2nd Century Roman Mosaics (Küçükdalyan, Turkey)
Ten priceless Roman mosaics in the Hatay Archaeology Museum in Turkey have been severely damaged during restoration, with their features and looking markedly different from the valuable originals. The mosaics, some of which date back to the second century, include world-famous panels depicting the sacrifice of Isaac and another of Narcissus.

A ministry of culture official confirmed that there had been “erroneous practices” during the restoration, which he attributed to the “adding of (mosaic) pieces” into the originals. All restorations have since been on hold while the issue is being investigated. The restorers deny all claims of wrongdoing and argue that the before and after images have been manipulated to look worse than they actually are in the Turkish press. (Source)


2
King Tutankhamun's Golden Burial Mask (Cairo, Egypt)

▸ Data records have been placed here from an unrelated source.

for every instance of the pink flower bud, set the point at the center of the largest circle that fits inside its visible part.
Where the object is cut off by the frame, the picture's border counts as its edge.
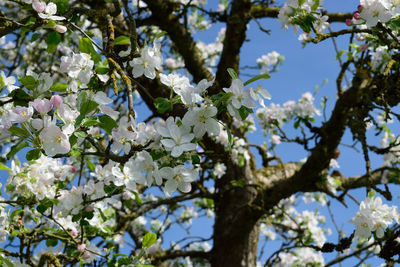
(81, 247)
(61, 28)
(42, 105)
(86, 255)
(90, 208)
(38, 6)
(56, 101)
(364, 47)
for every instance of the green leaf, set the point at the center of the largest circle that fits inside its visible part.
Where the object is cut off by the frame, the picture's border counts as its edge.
(8, 262)
(41, 208)
(137, 198)
(62, 6)
(29, 82)
(88, 107)
(122, 40)
(258, 77)
(35, 36)
(52, 242)
(2, 84)
(371, 194)
(102, 70)
(195, 159)
(90, 122)
(244, 112)
(31, 21)
(14, 213)
(59, 87)
(340, 53)
(149, 239)
(15, 148)
(232, 73)
(85, 46)
(33, 154)
(230, 139)
(15, 130)
(107, 123)
(162, 105)
(4, 167)
(315, 5)
(54, 38)
(19, 94)
(90, 166)
(80, 134)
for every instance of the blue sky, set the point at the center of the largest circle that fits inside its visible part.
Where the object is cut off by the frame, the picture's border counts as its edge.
(303, 69)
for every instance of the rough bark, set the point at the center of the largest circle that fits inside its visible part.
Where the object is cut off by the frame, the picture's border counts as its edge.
(235, 234)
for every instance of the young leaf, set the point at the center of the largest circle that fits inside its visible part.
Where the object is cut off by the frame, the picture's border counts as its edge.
(258, 77)
(122, 40)
(149, 239)
(232, 73)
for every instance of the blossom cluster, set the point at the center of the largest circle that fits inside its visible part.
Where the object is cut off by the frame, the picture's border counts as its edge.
(374, 216)
(370, 12)
(276, 115)
(270, 61)
(303, 14)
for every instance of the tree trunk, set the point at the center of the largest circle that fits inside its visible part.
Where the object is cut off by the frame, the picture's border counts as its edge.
(235, 230)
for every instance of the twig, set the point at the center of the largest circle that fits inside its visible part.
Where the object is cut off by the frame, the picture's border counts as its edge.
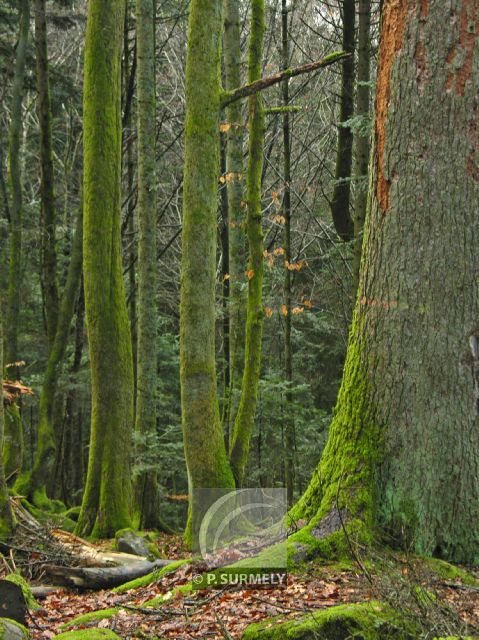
(229, 97)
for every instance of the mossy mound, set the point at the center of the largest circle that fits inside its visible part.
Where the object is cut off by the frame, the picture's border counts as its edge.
(366, 621)
(11, 630)
(93, 616)
(155, 576)
(30, 601)
(89, 634)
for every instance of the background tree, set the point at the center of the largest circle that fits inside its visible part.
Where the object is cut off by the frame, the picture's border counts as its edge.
(244, 421)
(106, 505)
(205, 450)
(403, 446)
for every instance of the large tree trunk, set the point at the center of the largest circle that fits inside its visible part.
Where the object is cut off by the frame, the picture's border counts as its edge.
(244, 422)
(236, 213)
(49, 256)
(403, 450)
(15, 266)
(203, 438)
(6, 518)
(106, 503)
(146, 401)
(44, 465)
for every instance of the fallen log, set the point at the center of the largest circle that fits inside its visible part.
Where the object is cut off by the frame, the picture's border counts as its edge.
(102, 577)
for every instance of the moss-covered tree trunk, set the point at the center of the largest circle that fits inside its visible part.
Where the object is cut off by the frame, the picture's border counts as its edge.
(6, 517)
(146, 401)
(15, 184)
(236, 213)
(43, 469)
(362, 136)
(203, 437)
(244, 422)
(49, 256)
(403, 449)
(106, 503)
(340, 203)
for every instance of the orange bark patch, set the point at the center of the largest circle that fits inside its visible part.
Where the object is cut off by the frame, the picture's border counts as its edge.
(473, 158)
(468, 33)
(394, 20)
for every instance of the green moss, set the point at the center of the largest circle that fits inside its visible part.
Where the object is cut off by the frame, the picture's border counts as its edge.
(73, 513)
(344, 481)
(14, 630)
(93, 616)
(155, 576)
(32, 604)
(13, 444)
(449, 571)
(89, 634)
(366, 621)
(184, 589)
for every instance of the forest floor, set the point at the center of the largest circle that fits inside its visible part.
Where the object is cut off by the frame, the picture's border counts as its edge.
(222, 614)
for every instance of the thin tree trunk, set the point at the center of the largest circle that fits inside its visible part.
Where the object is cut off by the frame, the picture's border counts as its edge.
(203, 437)
(106, 505)
(403, 447)
(147, 491)
(6, 517)
(44, 464)
(244, 422)
(236, 213)
(15, 182)
(289, 462)
(340, 202)
(49, 256)
(362, 138)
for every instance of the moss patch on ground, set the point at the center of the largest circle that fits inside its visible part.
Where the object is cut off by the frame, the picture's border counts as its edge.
(449, 571)
(89, 634)
(11, 630)
(366, 621)
(31, 603)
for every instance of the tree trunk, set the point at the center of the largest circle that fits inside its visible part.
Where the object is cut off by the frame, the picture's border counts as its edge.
(236, 214)
(15, 182)
(6, 517)
(106, 503)
(287, 287)
(403, 449)
(44, 465)
(244, 422)
(148, 499)
(362, 137)
(342, 185)
(49, 256)
(203, 438)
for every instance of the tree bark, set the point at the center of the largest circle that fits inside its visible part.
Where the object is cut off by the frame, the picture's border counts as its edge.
(236, 213)
(106, 505)
(15, 182)
(362, 137)
(43, 469)
(403, 449)
(6, 517)
(203, 437)
(289, 439)
(244, 422)
(148, 499)
(340, 203)
(49, 255)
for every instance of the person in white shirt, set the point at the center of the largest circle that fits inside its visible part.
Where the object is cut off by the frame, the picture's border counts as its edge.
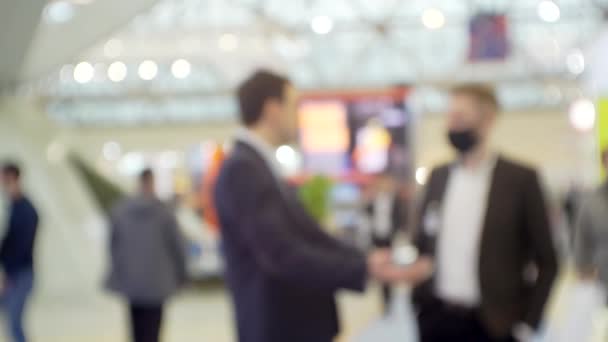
(387, 212)
(484, 221)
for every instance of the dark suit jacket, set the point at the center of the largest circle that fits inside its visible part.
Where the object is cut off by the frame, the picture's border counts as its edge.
(282, 269)
(516, 236)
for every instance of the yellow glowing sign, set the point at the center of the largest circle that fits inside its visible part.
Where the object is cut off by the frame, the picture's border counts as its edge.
(323, 127)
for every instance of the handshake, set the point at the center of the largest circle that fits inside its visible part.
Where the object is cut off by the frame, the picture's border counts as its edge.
(381, 267)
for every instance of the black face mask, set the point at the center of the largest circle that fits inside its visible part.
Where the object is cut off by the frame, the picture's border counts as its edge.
(463, 141)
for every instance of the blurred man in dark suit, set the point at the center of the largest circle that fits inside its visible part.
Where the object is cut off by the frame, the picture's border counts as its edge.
(282, 269)
(485, 222)
(17, 252)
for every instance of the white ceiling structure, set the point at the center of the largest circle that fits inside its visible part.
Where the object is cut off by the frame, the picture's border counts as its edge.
(130, 76)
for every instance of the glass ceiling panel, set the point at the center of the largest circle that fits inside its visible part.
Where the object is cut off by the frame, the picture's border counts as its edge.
(368, 43)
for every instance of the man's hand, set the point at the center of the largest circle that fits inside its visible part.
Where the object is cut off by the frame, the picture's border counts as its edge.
(590, 274)
(381, 268)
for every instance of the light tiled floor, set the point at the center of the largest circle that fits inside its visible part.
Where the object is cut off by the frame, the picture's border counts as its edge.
(204, 315)
(201, 315)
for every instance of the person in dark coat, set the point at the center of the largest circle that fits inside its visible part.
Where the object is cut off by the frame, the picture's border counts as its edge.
(484, 219)
(17, 252)
(283, 270)
(147, 258)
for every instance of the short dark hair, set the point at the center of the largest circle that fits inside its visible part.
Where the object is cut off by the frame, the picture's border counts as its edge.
(11, 169)
(146, 175)
(253, 93)
(483, 94)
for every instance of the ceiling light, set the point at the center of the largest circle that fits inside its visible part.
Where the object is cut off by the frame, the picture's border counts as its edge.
(549, 11)
(113, 48)
(433, 19)
(582, 115)
(322, 24)
(117, 72)
(59, 12)
(575, 62)
(84, 72)
(181, 68)
(422, 175)
(112, 151)
(228, 42)
(147, 70)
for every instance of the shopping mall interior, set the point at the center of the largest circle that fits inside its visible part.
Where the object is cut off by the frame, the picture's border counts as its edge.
(92, 92)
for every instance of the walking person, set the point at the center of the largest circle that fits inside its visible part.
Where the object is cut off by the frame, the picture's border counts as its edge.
(147, 258)
(17, 252)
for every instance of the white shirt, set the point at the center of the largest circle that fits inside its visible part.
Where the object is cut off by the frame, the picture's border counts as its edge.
(264, 149)
(383, 214)
(463, 216)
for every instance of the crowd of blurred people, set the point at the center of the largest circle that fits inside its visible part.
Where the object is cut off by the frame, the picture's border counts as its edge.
(486, 266)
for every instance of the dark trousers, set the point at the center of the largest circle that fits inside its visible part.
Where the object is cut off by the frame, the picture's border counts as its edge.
(146, 321)
(441, 322)
(14, 301)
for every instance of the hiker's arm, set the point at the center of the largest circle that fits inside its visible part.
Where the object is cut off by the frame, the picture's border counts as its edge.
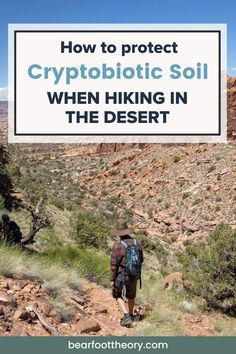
(115, 262)
(141, 254)
(6, 230)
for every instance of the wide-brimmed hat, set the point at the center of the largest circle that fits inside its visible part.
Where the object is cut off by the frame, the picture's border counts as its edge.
(122, 229)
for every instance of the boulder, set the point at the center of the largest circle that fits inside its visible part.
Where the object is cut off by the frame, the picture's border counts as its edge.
(87, 326)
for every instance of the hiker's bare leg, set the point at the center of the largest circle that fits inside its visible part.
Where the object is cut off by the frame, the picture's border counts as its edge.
(122, 305)
(131, 303)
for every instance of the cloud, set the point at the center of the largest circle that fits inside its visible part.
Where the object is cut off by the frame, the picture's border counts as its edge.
(3, 93)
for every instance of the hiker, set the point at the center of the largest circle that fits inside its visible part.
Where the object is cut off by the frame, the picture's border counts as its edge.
(11, 231)
(126, 262)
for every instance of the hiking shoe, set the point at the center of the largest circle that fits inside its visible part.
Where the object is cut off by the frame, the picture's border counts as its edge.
(126, 321)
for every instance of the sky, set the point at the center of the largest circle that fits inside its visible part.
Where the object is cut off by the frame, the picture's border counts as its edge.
(116, 11)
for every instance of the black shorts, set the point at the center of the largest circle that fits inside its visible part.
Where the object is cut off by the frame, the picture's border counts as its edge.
(130, 285)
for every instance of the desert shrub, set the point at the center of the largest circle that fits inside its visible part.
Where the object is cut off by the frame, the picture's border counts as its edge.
(91, 229)
(212, 268)
(88, 262)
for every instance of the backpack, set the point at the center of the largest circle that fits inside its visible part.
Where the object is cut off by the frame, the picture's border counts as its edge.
(15, 234)
(133, 263)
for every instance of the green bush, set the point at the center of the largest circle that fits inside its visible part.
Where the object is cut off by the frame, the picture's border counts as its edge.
(91, 229)
(88, 262)
(212, 268)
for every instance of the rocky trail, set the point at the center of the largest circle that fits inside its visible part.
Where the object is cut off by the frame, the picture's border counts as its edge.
(26, 310)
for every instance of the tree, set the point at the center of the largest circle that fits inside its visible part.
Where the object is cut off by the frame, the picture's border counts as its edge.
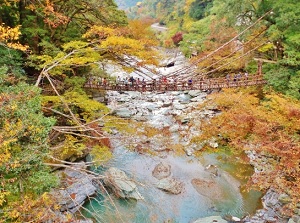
(267, 124)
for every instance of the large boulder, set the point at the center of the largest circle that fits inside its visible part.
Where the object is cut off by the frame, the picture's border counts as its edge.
(161, 170)
(171, 185)
(209, 188)
(124, 112)
(79, 186)
(121, 185)
(211, 219)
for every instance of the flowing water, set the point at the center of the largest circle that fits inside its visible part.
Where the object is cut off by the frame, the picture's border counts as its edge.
(159, 206)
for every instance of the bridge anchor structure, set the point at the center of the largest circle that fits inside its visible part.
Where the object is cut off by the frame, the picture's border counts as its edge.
(204, 85)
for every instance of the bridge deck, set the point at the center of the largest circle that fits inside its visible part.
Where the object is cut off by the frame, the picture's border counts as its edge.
(208, 84)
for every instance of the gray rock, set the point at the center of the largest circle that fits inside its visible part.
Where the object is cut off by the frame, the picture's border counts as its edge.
(170, 185)
(79, 189)
(179, 106)
(161, 170)
(211, 219)
(284, 199)
(121, 185)
(123, 112)
(194, 93)
(212, 169)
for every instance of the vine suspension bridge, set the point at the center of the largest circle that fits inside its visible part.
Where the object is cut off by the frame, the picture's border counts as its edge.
(187, 78)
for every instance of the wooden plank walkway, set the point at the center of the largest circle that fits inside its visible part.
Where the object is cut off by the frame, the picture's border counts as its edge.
(206, 84)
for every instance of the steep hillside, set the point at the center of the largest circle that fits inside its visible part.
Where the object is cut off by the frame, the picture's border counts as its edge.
(125, 4)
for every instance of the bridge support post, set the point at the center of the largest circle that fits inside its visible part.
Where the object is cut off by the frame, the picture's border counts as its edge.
(259, 67)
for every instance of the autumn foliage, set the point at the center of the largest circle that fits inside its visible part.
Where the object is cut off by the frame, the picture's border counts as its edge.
(269, 126)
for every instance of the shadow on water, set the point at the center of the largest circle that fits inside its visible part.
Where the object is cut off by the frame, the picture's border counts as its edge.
(225, 197)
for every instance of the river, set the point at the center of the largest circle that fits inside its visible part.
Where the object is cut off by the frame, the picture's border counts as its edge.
(225, 197)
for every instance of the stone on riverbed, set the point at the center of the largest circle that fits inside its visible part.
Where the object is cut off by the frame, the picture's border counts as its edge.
(79, 187)
(170, 185)
(211, 219)
(123, 112)
(161, 170)
(209, 188)
(121, 185)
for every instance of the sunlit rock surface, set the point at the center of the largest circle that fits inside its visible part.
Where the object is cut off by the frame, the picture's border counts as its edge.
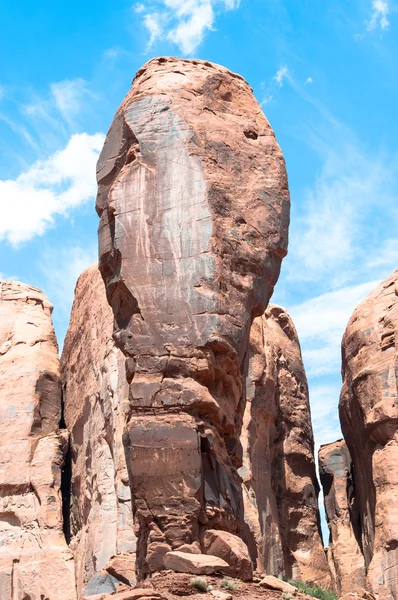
(280, 485)
(34, 556)
(100, 521)
(194, 207)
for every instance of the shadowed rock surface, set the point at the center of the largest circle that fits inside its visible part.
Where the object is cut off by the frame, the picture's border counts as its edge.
(95, 396)
(337, 478)
(280, 485)
(34, 555)
(194, 207)
(369, 418)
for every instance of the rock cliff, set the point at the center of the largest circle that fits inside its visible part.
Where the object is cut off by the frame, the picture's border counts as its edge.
(280, 485)
(194, 207)
(341, 503)
(369, 420)
(34, 555)
(100, 523)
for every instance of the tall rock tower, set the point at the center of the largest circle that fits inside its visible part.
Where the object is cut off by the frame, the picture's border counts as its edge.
(194, 206)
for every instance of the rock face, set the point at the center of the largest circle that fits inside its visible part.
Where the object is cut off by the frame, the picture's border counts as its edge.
(280, 485)
(194, 207)
(343, 517)
(95, 396)
(369, 421)
(35, 561)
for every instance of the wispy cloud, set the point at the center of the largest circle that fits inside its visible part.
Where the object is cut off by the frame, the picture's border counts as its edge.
(379, 16)
(61, 271)
(321, 321)
(66, 99)
(342, 215)
(281, 75)
(182, 22)
(49, 188)
(274, 84)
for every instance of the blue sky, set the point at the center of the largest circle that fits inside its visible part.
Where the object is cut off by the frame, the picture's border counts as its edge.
(326, 74)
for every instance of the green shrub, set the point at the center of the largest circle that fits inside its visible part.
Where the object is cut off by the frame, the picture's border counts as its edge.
(200, 584)
(316, 591)
(229, 584)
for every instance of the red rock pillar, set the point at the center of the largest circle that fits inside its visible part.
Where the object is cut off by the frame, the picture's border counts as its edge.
(194, 207)
(279, 476)
(369, 421)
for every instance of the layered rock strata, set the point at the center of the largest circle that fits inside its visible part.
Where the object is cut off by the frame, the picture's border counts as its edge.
(35, 561)
(100, 522)
(194, 207)
(337, 478)
(280, 485)
(369, 421)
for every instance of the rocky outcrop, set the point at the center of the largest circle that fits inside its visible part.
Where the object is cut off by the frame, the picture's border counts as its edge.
(35, 561)
(194, 207)
(369, 421)
(341, 503)
(280, 485)
(100, 521)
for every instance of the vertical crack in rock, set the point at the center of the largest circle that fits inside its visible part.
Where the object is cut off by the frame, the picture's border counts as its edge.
(369, 421)
(344, 552)
(101, 530)
(194, 212)
(279, 481)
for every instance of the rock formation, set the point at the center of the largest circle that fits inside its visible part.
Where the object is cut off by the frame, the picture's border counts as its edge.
(337, 478)
(34, 556)
(280, 485)
(194, 207)
(100, 524)
(369, 420)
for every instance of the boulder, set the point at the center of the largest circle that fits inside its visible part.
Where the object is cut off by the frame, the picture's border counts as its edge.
(273, 583)
(220, 595)
(100, 521)
(337, 478)
(193, 548)
(369, 417)
(280, 487)
(231, 549)
(197, 564)
(122, 566)
(34, 556)
(193, 203)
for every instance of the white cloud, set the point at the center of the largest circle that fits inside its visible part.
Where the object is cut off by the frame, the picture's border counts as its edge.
(66, 99)
(329, 235)
(379, 15)
(274, 84)
(387, 255)
(152, 23)
(49, 188)
(321, 322)
(281, 75)
(182, 22)
(61, 271)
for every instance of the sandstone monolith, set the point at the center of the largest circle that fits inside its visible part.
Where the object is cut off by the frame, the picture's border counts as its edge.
(280, 484)
(341, 503)
(369, 421)
(35, 561)
(100, 524)
(194, 210)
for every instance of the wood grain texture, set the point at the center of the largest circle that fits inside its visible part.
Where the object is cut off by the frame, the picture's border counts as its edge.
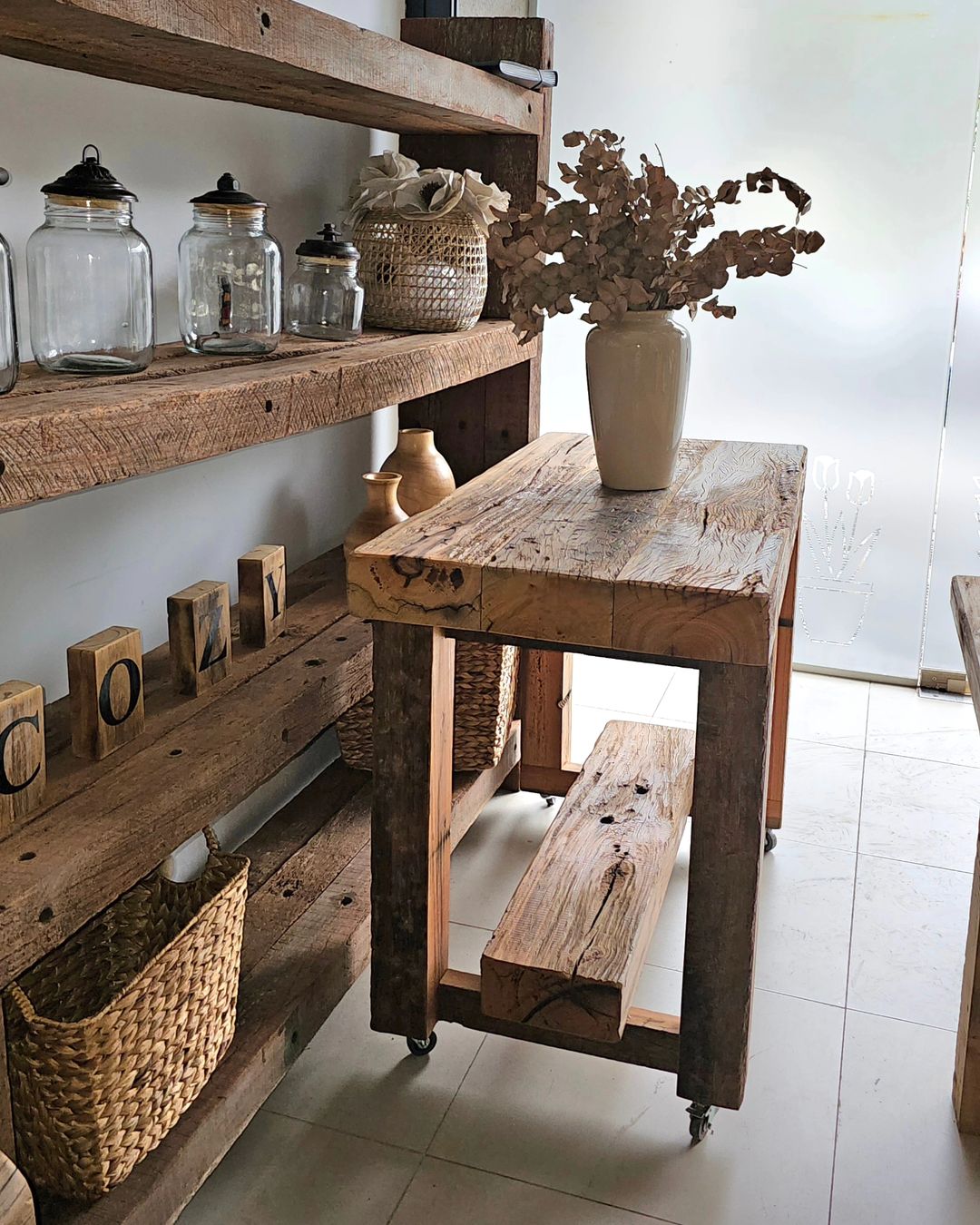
(16, 1204)
(318, 599)
(965, 599)
(314, 946)
(413, 689)
(59, 437)
(280, 54)
(569, 951)
(545, 702)
(482, 422)
(111, 822)
(24, 769)
(781, 679)
(727, 832)
(650, 1039)
(199, 622)
(105, 691)
(516, 163)
(696, 571)
(261, 594)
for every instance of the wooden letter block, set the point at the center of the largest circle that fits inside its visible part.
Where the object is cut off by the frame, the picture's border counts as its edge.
(105, 691)
(261, 594)
(22, 762)
(200, 627)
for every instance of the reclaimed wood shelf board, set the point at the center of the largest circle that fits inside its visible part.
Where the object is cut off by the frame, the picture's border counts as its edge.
(104, 825)
(569, 952)
(695, 571)
(307, 940)
(279, 54)
(63, 435)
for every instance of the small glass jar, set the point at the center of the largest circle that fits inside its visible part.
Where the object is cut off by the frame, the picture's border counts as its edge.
(230, 275)
(324, 298)
(91, 276)
(9, 364)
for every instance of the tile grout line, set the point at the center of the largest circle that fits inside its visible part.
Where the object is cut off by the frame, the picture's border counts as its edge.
(406, 1190)
(437, 1129)
(847, 980)
(556, 1191)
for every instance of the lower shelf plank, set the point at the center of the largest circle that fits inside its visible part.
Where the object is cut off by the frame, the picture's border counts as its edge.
(569, 951)
(16, 1206)
(650, 1040)
(307, 941)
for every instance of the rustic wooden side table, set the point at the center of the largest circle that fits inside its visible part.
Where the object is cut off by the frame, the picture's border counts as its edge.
(538, 553)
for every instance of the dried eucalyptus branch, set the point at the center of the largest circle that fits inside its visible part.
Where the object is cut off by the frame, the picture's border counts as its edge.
(629, 241)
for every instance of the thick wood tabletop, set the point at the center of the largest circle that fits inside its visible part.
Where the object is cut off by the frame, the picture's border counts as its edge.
(536, 548)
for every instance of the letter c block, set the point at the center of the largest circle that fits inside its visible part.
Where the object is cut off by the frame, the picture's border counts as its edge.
(22, 760)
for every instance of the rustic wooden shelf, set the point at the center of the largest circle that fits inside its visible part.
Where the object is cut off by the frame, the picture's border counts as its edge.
(104, 825)
(279, 54)
(62, 435)
(307, 940)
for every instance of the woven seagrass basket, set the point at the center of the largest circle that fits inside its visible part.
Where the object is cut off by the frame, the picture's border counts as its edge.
(114, 1034)
(484, 701)
(423, 276)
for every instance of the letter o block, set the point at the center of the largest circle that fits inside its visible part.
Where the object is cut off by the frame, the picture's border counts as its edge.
(22, 760)
(199, 620)
(105, 691)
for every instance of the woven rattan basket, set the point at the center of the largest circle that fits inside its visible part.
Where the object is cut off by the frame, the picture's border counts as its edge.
(484, 701)
(114, 1034)
(423, 276)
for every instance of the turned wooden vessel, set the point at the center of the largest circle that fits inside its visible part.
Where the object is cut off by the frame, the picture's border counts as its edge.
(426, 476)
(381, 512)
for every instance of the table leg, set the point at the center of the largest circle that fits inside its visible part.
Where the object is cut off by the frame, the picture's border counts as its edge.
(781, 674)
(410, 818)
(966, 1075)
(727, 832)
(545, 721)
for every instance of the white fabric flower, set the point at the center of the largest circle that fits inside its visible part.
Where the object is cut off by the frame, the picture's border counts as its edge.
(480, 199)
(429, 195)
(377, 182)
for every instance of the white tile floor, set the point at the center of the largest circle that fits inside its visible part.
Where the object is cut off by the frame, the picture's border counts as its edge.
(847, 1117)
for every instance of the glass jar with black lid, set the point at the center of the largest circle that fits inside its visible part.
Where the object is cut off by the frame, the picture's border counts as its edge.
(9, 364)
(230, 275)
(324, 298)
(90, 276)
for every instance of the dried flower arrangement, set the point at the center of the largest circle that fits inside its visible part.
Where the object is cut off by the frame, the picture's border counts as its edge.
(627, 242)
(394, 182)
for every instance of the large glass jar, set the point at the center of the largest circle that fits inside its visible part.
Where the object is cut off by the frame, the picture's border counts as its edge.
(7, 315)
(230, 275)
(90, 276)
(324, 298)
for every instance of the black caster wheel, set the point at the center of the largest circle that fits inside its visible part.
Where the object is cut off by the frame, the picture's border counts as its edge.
(420, 1046)
(701, 1121)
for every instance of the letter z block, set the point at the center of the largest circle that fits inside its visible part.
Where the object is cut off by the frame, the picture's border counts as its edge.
(200, 626)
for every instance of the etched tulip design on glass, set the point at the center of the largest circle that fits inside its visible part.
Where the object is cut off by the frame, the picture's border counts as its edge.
(833, 595)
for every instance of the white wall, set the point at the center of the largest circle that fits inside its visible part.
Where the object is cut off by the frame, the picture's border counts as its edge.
(111, 556)
(871, 108)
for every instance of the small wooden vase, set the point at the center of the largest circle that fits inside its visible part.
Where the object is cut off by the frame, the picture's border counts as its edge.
(426, 478)
(381, 512)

King Tutankhamun's Golden Burial Mask (Cairo, Egypt)
In 2014, the 3,300-year-old funerary mask of King Tutankhamun was damaged when its beard was knocked off in August 2014 as museum staff removed it from its display case. In a hurried attempt to fix it, the workers applied too much epoxy glue, leaving a visible crust (and scratches) on the relic.

Stories vary from restorers as to what happened, ranging from the beard being accidentally knocked off to it being purposely removed because it was already loose. The government is now accusing “two restorers, four senior restoration experts, [the] former director of restoration, and the former director of the museum” of violating the professional and scientific standards for handling such a valuable artifact. (Source | Photo)


3
Ecce Homo (Borja, Spain)

Ecce Homo (Borja, Spain)
The botched restoration by which all others will be forever measured. We first covered the changes to Borja, Spain's Ecce Homo in Oddee's 10 Priceless Things Destroyed In Bizarre Ways. Octogenarian Cecilia Giménez's less-than-faithful fixes to the Elías García Martínez painting went on to receive worldwide ridicule via the Internet.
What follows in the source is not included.